While we have long known that more information can be encoded when it can be chunked into higher level knowledge units, the conventional wisdom has been that chunks are all or none. We demonstrated that success in forming new, complex knowledge structures depends critically on the strength of each constituent chunk that needs to be integrated into that complex structure. In addition, the relationship between the familiarity of the chunks and working memory is one that had not been previously explored, but is one that is important to note in order to fully understand why the level of familiarity of components matters when acquiring new and complex knowledge.

While the thesis and evidence we put forth here are novel, our stance is consistent with the results of numerous other studies. For example, Nelson and Shiffrin (2013) also highlighted the importance of familiarity on learning new stimuli. They used an extended training paradigm to differentially familiarize subjects with previously unknown Chinese characters and then demonstrated effects of this differential exposure on perceptual and memory tasks for the individual characters. Our work builds on theirs by experimentally demonstrating that familiarity not only affects single item performance but also influences one’s ability to form complex novel associations based on these items.

Our research also challenges the common assumption that children have less working memory than adults (Elman, 1993). It may be that children have at least as much capacity as adults, but they have fewer chunks and those are weaker. Encoding or manipulating weak chunks or information that is not yet chunked consumes more working memory, making children seem to have less capacity than adults.

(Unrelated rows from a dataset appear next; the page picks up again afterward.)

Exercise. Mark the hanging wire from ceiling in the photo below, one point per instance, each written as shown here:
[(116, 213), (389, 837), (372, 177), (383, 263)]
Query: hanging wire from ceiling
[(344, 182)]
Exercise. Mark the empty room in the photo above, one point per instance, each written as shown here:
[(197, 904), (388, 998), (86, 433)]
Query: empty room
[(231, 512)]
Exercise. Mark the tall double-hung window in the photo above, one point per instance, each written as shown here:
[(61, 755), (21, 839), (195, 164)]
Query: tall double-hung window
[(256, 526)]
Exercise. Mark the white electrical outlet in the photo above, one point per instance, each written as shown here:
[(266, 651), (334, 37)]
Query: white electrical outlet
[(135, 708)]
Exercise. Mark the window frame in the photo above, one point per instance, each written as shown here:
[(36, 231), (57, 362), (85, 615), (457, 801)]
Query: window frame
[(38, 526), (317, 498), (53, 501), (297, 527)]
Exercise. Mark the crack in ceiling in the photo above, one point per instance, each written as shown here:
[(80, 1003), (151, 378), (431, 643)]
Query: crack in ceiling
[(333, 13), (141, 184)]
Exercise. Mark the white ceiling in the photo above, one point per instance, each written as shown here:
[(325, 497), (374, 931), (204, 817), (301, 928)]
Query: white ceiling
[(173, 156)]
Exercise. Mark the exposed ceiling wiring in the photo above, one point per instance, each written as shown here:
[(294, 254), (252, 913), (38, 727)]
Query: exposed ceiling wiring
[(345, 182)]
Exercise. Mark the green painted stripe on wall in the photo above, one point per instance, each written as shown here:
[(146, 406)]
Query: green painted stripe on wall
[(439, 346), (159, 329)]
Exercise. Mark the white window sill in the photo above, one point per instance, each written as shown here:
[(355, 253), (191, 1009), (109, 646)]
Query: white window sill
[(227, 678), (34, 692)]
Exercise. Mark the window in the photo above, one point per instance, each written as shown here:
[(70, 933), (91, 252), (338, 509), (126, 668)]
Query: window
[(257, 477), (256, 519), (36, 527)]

The pedagogical implications of this research are clear: as teachers and as learners, we need to be more mindful of the amount of novel information we try to present and digest at once. When trying to teach a new skill such as a language, music, or math, the components must be introduced slowly so that the lower level elements become strong chunks before instruction that requires many new elements to be combined. For example, teaching algebra or calculus requires introducing many symbols that are initially unfamiliar to the student. If there is too much unfamiliar information to be processed, learning will fail or be imperfect, at best. Familiarizing the elements so that they become strong chunks, or “bricks,” will allow for successful construction. Otherwise the noncohesive elements will only enable a structure made of sand that quickly collapses.